Para progresar en las virtudes el cristiano necesita tener presente su modelo; necesita una fuerza actual y siempre creciente, un amor que le excite y sostenga. Ahora bien, sólo en la Eucaristía se encuentran de un modo perfecto tres bienes. El primero lo hemos visto la semana anterior. Meditaremos el segundo y tercero en esta tercera semana.

Dulzura y unción interior

Al ejemplo de Jesús se junta la gracia. Para tornarnos fácil y amable la virtud nos viene por la comunión, mediante la cual se injerta en nuestra corrompida naturaleza y se nos une para comunicarnos su sabiduría, su prudencia y su divina fuerza. Después de comulgados, los confesores de la fe eran atletas invencibles y hablaban con irresistible elocuencia. ¡Cómo habían recibido al Dios de verdad y de fortaleza…!

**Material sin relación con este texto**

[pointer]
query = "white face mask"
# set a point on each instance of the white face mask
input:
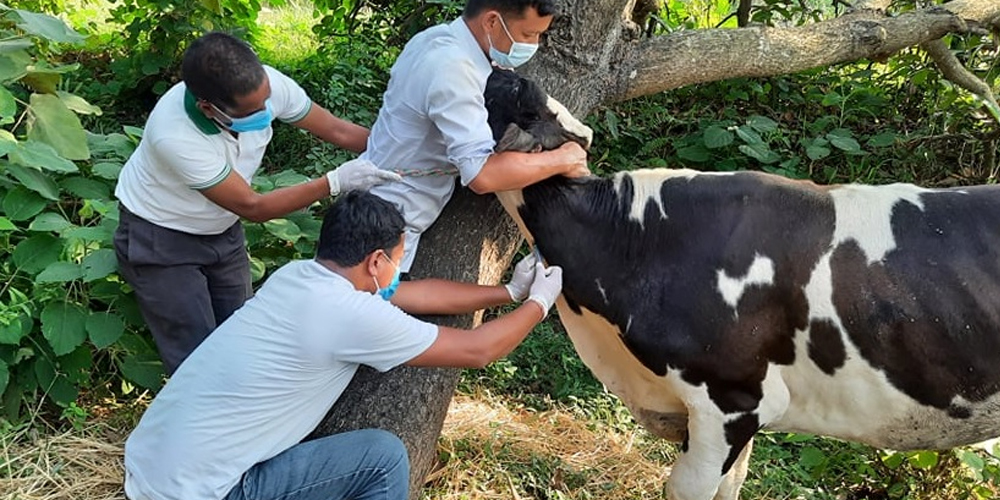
(519, 54)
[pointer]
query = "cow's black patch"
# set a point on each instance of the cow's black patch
(928, 314)
(659, 277)
(738, 434)
(826, 347)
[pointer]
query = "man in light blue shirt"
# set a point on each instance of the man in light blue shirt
(433, 122)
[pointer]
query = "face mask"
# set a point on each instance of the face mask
(258, 120)
(519, 53)
(387, 292)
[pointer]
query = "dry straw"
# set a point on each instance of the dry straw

Para progresar y perseverar en la virtud hace falta, además de fuerza, dulzura y unción interior que nos la vuelva atrayente y amable. “Mi yugo es suave y mi peso ligero”, dijo Jesús. Y principalmente en la sagrada Eucaristía es donde las virtudes embeben la suavidad de Jesús. Las virtudes por la Eucaristía sostenidas son más amables que las demás. La virtud de quien comulga es de ordinario sencilla, feliz y celestial cual si se transparentara la virtud interior de Jesús.

Los rayos del sol son hermosos porque son una emanación del mismo sol. Al contrario, la virtud del cristiano que no comulga tiene cierto carácter austero, severo y desalentador; es una virtud de campo de batalla, en lucha con el enemigo armado de fuerza y de rigor: no es amable. La sagrada Eucaristía es suavidad de las virtudes, suavidad tanto mayor cuanto el amor es más puro y abnegado.

Todo entero y personalmente

El amor es, en efecto, el que sostiene y perfecciona la virtud. La virtud sigue el grado del amor, de suerte que el amor perfecto es virtud consumada, don total de sí a Jesús. Así es cómo el cristiano aprende a darse en la comunión, donde Jesús se le da todo entero y personalmente.

Porque el amor es maestro muy hábil; tiene fuerzas invencibles; presto es purificado y transformado el hombre en Jesús bajo su acción poderosa. Nada le cuesta al amor; sufrir es su placer; las grandes cosas le hacen palpitar el corazón de gozo. Por manera que los mayores sacrificios son para el adorador alimento glorioso de su amor a Jesús, una compensación por tantos dones recibidos. El noble discípulo del Salvador va cada mañana, o a lo menos a menudo, a la sagrada mesa para pertrecharse de armas cristianas, de municiones de guerra, de fuego divino, y de ahí parte para los combates del amor.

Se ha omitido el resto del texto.